Living a Creative Life Part 2

In my last Creative Life post I discussed the ideas of inspiration and where they come from. In this post I would like to address something that is unique to creative people, but especially to writers.

This notion that we are all depressed or bipolar or recluses.

While aspects of the above stereo-types may well be true, they are not the whole story, not by a long shot in the dark.It is true that I myself have struggled with depression, and know of more than a few friends who have done the same, but it is by no means the rule when living a creative life.

There are few aspects to living a creative life that seem to be slightly universal, that most are introverted, thoughtful, caring people. It seems to me that creative people just think differently, their brains are wired differently and they have different needs than others. Let me clarify, THERE IS NOTHING WRONG WITH THIS. It is simply the differences in how people operate.

I will only speak for myself here, and will use my own life as an example.
There are times when I don't feel like doing anything. Therefore, my laundry may wait longer to get done than normal, the house might not be cleaned on the correct day of the week, and I may end up sitting around watching re-runs of my favorite tv shows or movies all day.
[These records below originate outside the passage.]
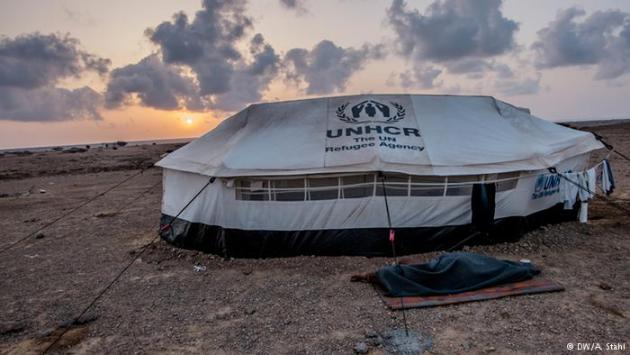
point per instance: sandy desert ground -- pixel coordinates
(292, 305)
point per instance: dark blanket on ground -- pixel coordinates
(451, 273)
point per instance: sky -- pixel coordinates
(79, 72)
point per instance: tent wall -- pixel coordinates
(218, 206)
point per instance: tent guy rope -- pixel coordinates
(123, 270)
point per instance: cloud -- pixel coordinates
(601, 39)
(49, 104)
(33, 60)
(297, 5)
(422, 77)
(517, 87)
(207, 44)
(250, 79)
(199, 65)
(30, 67)
(326, 68)
(452, 30)
(156, 84)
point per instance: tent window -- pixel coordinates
(427, 186)
(252, 190)
(460, 185)
(288, 190)
(357, 186)
(396, 185)
(509, 181)
(326, 188)
(366, 185)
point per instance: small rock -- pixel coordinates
(224, 313)
(361, 348)
(604, 286)
(371, 334)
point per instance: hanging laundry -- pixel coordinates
(585, 191)
(569, 190)
(608, 181)
(586, 180)
(592, 182)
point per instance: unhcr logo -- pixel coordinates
(546, 185)
(371, 111)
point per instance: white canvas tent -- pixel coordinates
(302, 177)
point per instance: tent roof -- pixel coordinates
(413, 134)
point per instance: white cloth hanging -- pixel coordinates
(607, 179)
(569, 189)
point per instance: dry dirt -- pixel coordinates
(292, 305)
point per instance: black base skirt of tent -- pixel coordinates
(239, 243)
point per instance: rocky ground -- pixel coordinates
(179, 301)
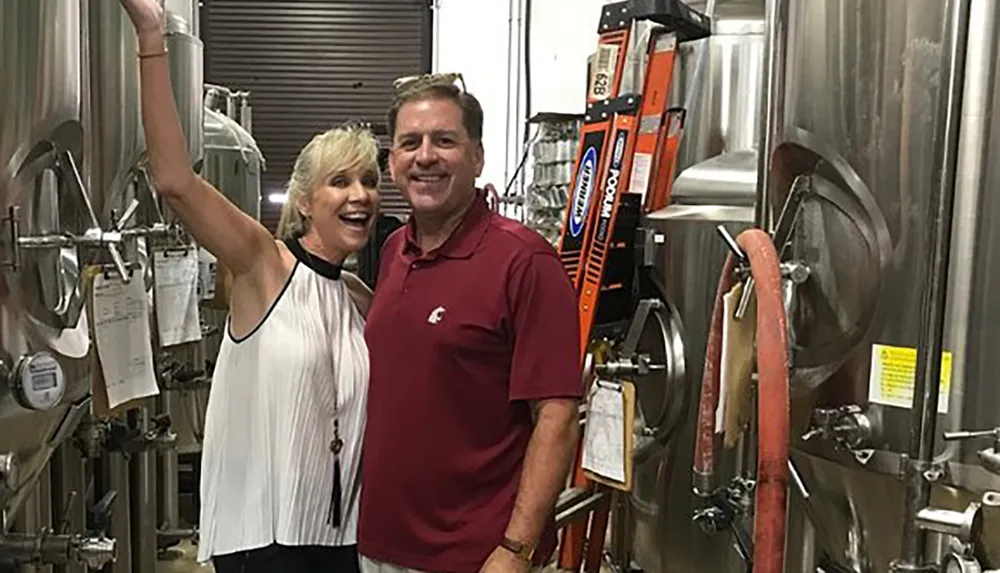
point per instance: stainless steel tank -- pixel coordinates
(716, 185)
(863, 89)
(41, 128)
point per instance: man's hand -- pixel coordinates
(504, 561)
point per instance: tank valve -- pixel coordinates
(990, 457)
(848, 427)
(125, 439)
(8, 472)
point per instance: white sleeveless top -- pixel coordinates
(267, 460)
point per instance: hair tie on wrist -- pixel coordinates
(153, 55)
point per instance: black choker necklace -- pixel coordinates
(322, 267)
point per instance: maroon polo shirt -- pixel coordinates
(460, 340)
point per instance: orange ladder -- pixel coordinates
(625, 138)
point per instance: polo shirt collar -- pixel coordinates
(463, 240)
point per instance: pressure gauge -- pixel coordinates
(38, 382)
(958, 564)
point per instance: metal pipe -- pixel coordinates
(169, 485)
(143, 503)
(771, 114)
(977, 108)
(923, 420)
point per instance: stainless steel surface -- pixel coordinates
(965, 526)
(116, 136)
(865, 81)
(186, 53)
(115, 476)
(142, 495)
(41, 91)
(772, 108)
(233, 162)
(717, 182)
(718, 150)
(40, 112)
(930, 342)
(978, 137)
(666, 540)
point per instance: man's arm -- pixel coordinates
(546, 466)
(546, 374)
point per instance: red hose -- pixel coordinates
(704, 451)
(772, 403)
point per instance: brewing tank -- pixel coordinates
(233, 164)
(41, 129)
(716, 185)
(187, 70)
(863, 88)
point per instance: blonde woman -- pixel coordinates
(286, 415)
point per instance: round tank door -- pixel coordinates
(51, 201)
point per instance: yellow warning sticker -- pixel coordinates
(893, 373)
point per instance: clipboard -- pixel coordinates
(601, 451)
(99, 402)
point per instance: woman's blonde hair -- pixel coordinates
(346, 148)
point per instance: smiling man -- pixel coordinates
(475, 381)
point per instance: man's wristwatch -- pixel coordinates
(521, 549)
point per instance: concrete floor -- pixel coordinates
(182, 559)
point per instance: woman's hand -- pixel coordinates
(146, 15)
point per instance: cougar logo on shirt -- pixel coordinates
(436, 315)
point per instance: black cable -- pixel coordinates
(527, 68)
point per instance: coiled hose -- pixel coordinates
(772, 403)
The humorous part is that often I won't even know why I feel the need to do nothing. But literally every time afterwards my mind pushes through a barrier of some sort and my stories end up better, or I am able to get through a tough spot in writing. I may find an answer for something intangible that I didn't even consciously know was a problem. But my subconscious worked it out and then handed my conscious mind the newly polished thoughts.

On the other hand there are times when I am trying to get through a blockage in writing where the entire house has been cleaned spotless, my laundry is done several times over, the rodents cage is perfect and suddenly my room is arranged like a museum. These times too, my mind is trying to work through something whether I realize it or not. And within a few days I usually have my answer to a problem that I never consciously thought about.

Yes, I understand that this sounds slightly manic and depressive, which I suppose is why the stereo-typing of writers exists. However, I am not bi-polar. This just seems to be the physical or tangible way for my subconscious to work through things.

As far as the recluse stereo-type goes...well, being around large groups of people is exhausting. Writers, I have noticed including myself, seem to be more introverted than other people. They are typically observing others, noting behaviors, personalities and so on. This observation gives them the fodder to create the characters that people love to read about.

Being forced to interact with others can exhaust their creative energies, even when they want to be social. The introverted writer or creative person would rather put their energy into creating something for everyone to enjoy for years to come, rather than suffer through an evening of stifled hostilities and redundant conversations. They need to recharge their batteries with alone time rather than with others.

These differences make each and every person unique, and adds flavor not only to our lives but also our society as a whole.